Canonical Handshake protocol SDK — verify cryptographically signed AI agent receipts in browser (WASM) or Node (NAPI-RS).

Readme

@handshake-ai/handshake (TypeScript)

Canonical Handshake protocol SDK for TypeScript / JavaScript. One package name, two runtimes via conditional exports:

| Runtime | Entry | Backed by | | ------- | ---------------------- | ---------------------------------------------- | | Browser | dist/wasm/index.js | wasm-pack build of the canonical Rust core | | Node | dist/index.js | NAPI-RS native addon over the same Rust core |

The cryptographic surface delegates byte-for-byte to the Rust crate at packages/handshake-rs/, so no binding can drift from the reference implementation.

Install

pnpm add @handshake-ai/handshake

Modern bundlers (Next.js, Vite, esbuild, webpack) automatically pick the WASM entry for browser targets and the NAPI entry for Node.

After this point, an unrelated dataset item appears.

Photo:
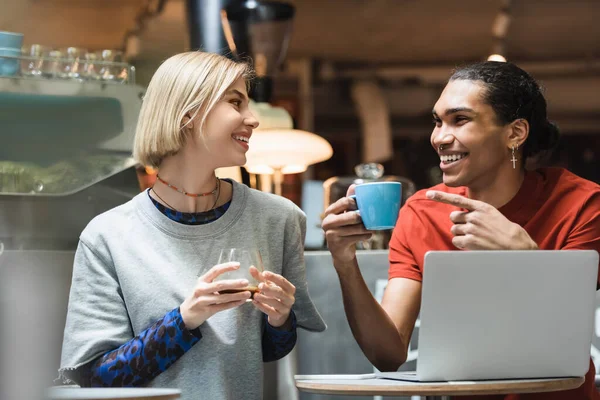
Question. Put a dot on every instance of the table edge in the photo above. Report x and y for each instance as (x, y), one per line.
(442, 389)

Browser usage — fail-closed verifier

import { verifyReceipt } from "@handshake-ai/handshake";

const result = await verifyReceipt(envelope, {
  registryBaseUrl: "https://registry.handshake.ai",
});

if (result.ok) {
  // Render the green "Verified offline ✓" badge.
} else {
  // result.reason is one of:
  //   "envelope-malformed" | "signature-mismatch" | "key-not-found"
  // | "key-revoked" | "unsupported-algorithm" | "internal-error"
}

verifyReceipt is fail-closed: every code path is wrapped in try/catch and any thrown exception (network failure, malformed base64, missing globals) collapses to { ok: false, reason: "internal-error" }. The Console (or any other consumer) never sees a thrown error from this SDK.

Lazy WASM init

The ~500 KB WASM binary is not loaded on package import. The first call to any function triggers a singleton init() that concurrent callers share — at most one network fetch per process.

Custom DID resolver

The default resolver fetches GET ${registryBaseUrl}/v1/dids/{did} and base64url-decodes the primary_ed25519_pubkey_b64u field. To cache, swap to offline lookup, or surface ML-DSA-65 keys, supply your own DidResolver:

import { verifyReceipt, type DidResolver } from "@handshake-ai/handshake";

const myResolver: DidResolver = async (did) => ({
  primaryEd25519Pubkey: await myCache.get(did),
  // optional:
  // primaryMldsa65Pubkey: ...,
  // revoked: true,  // → result.reason = "key-revoked"
});

const result = await verifyReceipt(envelope, { didResolver: myResolver });

Notes on the default resolver vs. the live Registry surface:

  • Only Ed25519 keys are published today, so verifyReceipt against an ML-DSA-65 envelope returns key-not-found unless the caller supplies a custom resolver.
  • Revocation is signaled by HTTP 404, so the default resolver collapses revoked-or-missing into key-not-found. The key-revoked reason is reachable only through custom resolvers that set revoked: true explicitly.

Low-level primitives

import {
  canonicalize, sha256, ed25519_verify, mldsa65_verify,
} from "@handshake-ai/handshake";

const bytes = await canonicalize({ b: 2, a: 1 });   // → '{"a":1,"b":2}'
const digest = await sha256(bytes);
const ok = await ed25519_verify(publicKey, digest, signature);

All primitives are async because they ensure the WASM binary has been initialised. Pure-Node consumers using the NAPI entry get the same function names as synchronous calls.

Node usage

The Node entry exposes the full Phase 4 producer SDK (Handshake, SoftwareKMS, framework wrappers, etc.):

import { Handshake, SoftwareKMS } from "@handshake-ai/handshake";

const kms = SoftwareKMS.fromSeed({ did: "did:hsk:my-svc", seed });
const hs = new Handshake({ registryUrl, kms });

See ts/ for the full surface.

Build

pnpm install
pnpm --filter @handshake-ai/handshake run build

build runs three steps:

  1. napi build compiles src/lib.rs into a platform-specific .node addon plus the index.cjs loader and root index.d.ts.
  2. tsc -p tsconfig.json compiles the Node-side façade in ts/ into dist/.
  3. bash wasm/build.sh re-runs wasm-pack (if installed) against crates/handshake-wasm, then tsc -p tsconfig.wasm.json compiles the browser wrapper into dist/wasm/ + dist/types/.

Architecture

See docs/decisions/0006-rust-core-authoritative.md for why every binding is a thin wrapper around one Rust core. Conformance against the Rust + Go cores is enforced by tests/conformance/ — every primitive exposed here is byte-tested for equality with the other implementations.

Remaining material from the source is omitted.